Par contrat du 28 mai 1990, Monsieur M. a cédé à la société de droit anglais BOWSTIR LIMITED ses droits patrimoniaux sur l’ensemble de ses photographies prises entre 1963 et 1989 dans le monde entier et pour toute la durée des droits d’auteur.
La SARL EGOTRADE, immatriculée le 19 février 2013 au RCS de PARIS sous le n° 791 169 592, est une société de vente de cigarettes électroniques et d’accessoires.
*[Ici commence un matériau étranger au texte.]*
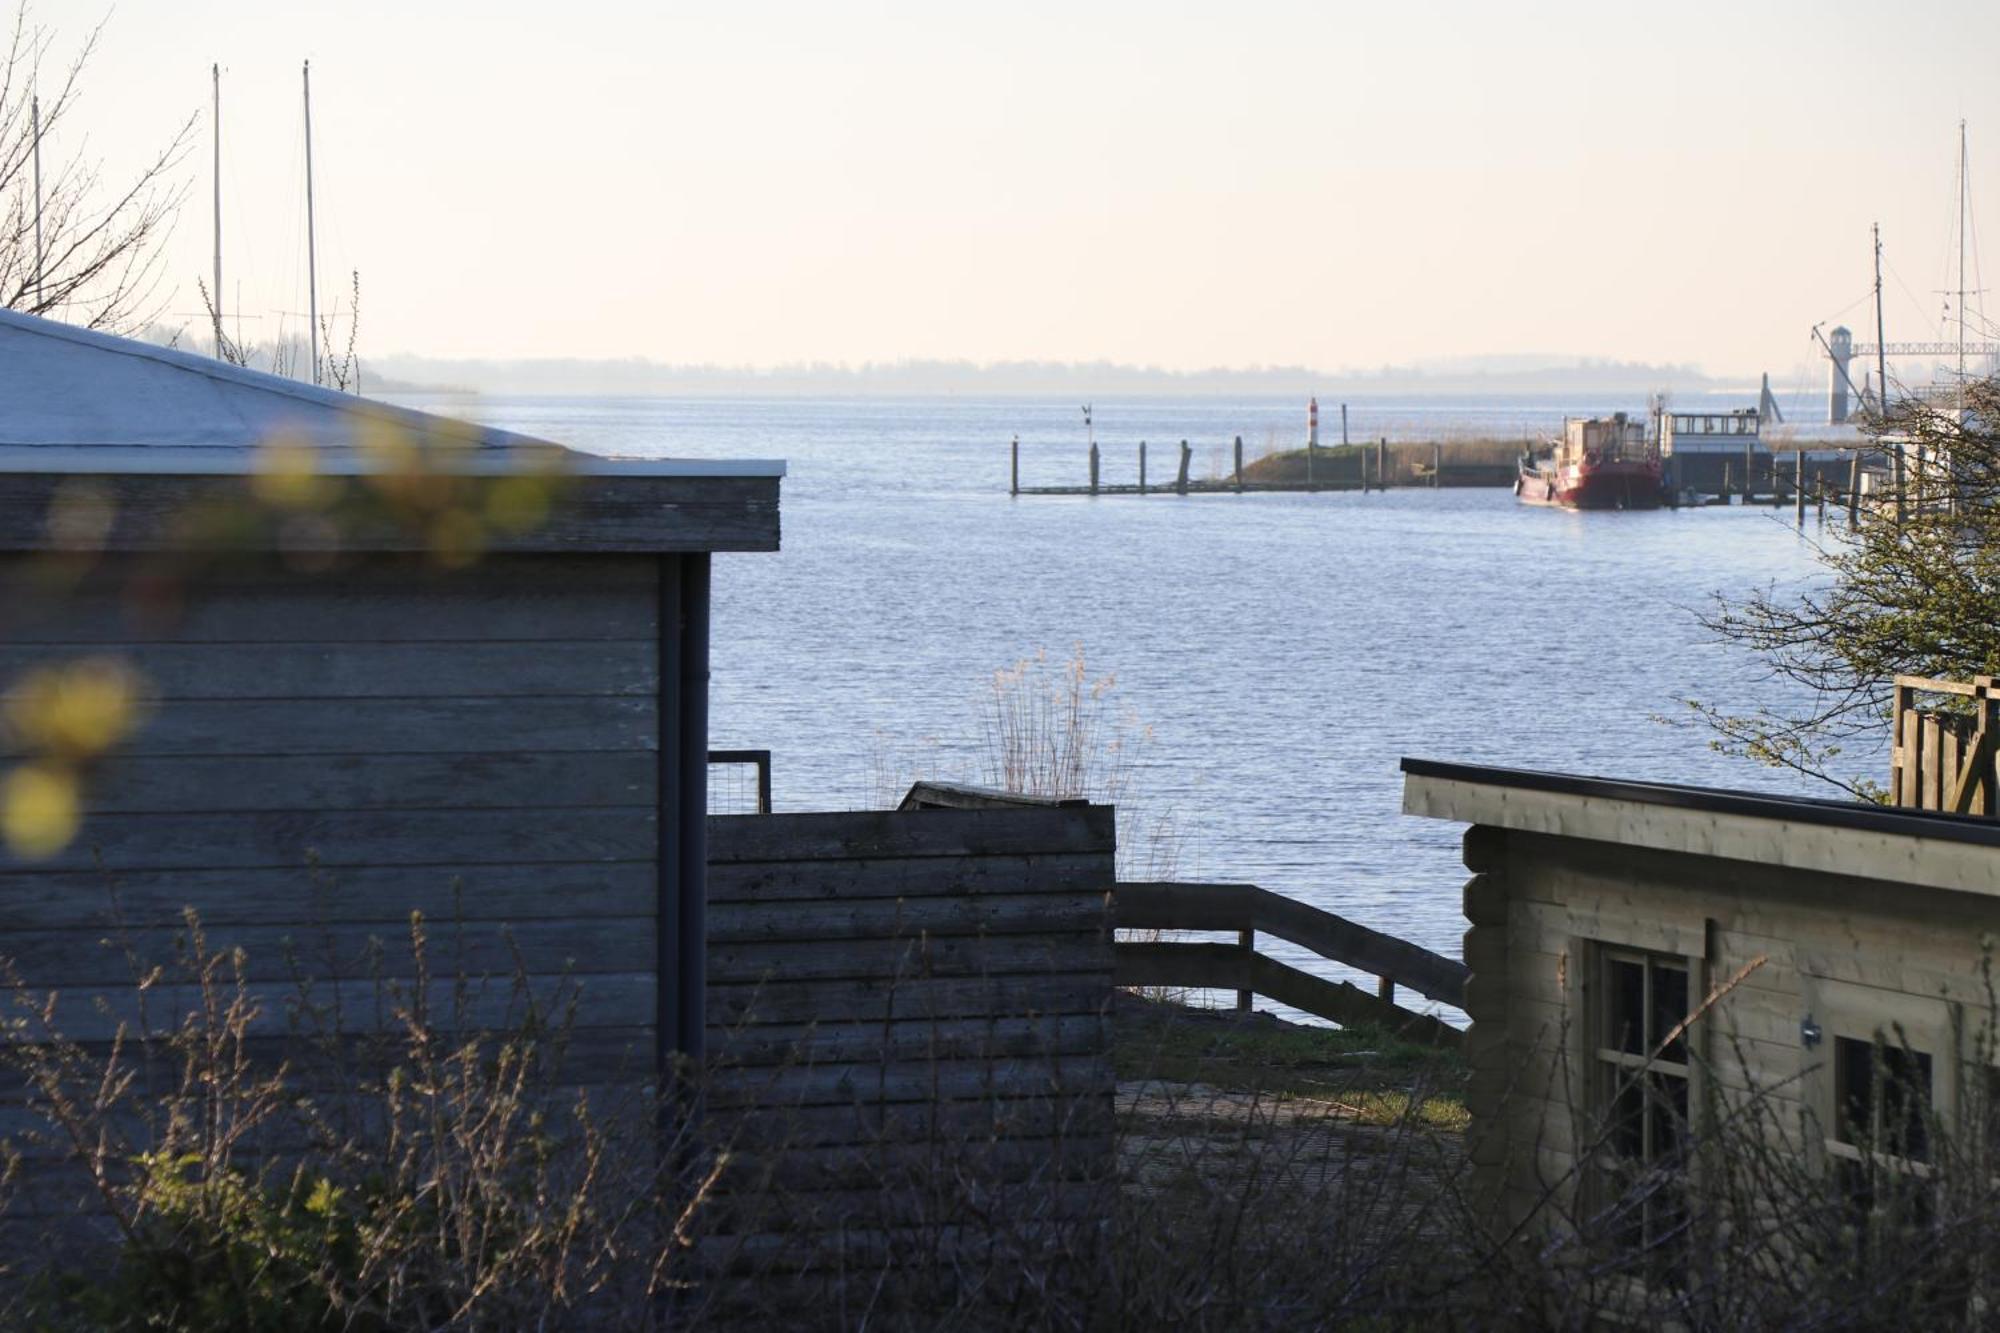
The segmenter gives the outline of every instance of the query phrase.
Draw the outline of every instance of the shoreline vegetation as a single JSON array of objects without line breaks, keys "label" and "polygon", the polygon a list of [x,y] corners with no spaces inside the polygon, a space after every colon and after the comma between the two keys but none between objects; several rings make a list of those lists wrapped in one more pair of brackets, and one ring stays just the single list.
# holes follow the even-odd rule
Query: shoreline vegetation
[{"label": "shoreline vegetation", "polygon": [[[1363,462],[1368,469],[1368,484],[1375,485],[1384,478],[1377,475],[1376,451],[1378,447],[1385,455],[1386,483],[1390,486],[1428,486],[1430,472],[1436,462],[1440,486],[1511,486],[1514,484],[1515,460],[1522,450],[1533,441],[1519,439],[1498,439],[1492,437],[1472,437],[1443,440],[1390,440],[1386,445],[1375,441],[1362,444],[1336,444],[1320,446],[1312,450],[1310,473],[1319,485],[1338,485],[1358,481]],[[1243,464],[1243,480],[1246,483],[1266,486],[1304,486],[1308,474],[1308,459],[1304,449],[1287,449],[1266,454],[1255,462]]]}]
Invoquant la reproduction et le détournement fin novembre 2013 de l’une de ses photographies de Jimi Hendrix prise en 1967 sur des affiches publicitaires faisant la promotion du site internet egotabaco.com placardées en devanture de deux boutiques egotabaco.com situées 14 rue Lobineau à Paris 75006 et 15 rue Saint-Roch à Paris 75001 et diffusées sur internet, la cigarette tenue par Jimi Hendrix entre ses doigts dans la photographie originale ayant été remplacée par une cigarette électronique et la mention «Egotabaco.com» ou « Egotabaco » ayant été ajoutée, Monsieur G. M. a fait dresser par huissier un procès-verbal de constat sur internet le 9 décembre 2013.
Monsieur G. M. et la société de droit anglais BOWSTIR LIMITED ont, par lettre recommandée avec accusé de réception du 11 décembre 2013 adressée par leurs conseils, mis en demeure la SARL EGOTRADE de retirer sans délai les affiches et visuels susvisés reproduisant la photographie de Monsieur G. M.
C’est dans ces circonstances que Monsieur G. M. et la société de droit anglais BOWSTIR LIMITED ont, par exploit d’huissier du 5 mars 2014, assigné devant le tribunal de grande instance de PARIS la SARL EGOTRADE en contrefaçon.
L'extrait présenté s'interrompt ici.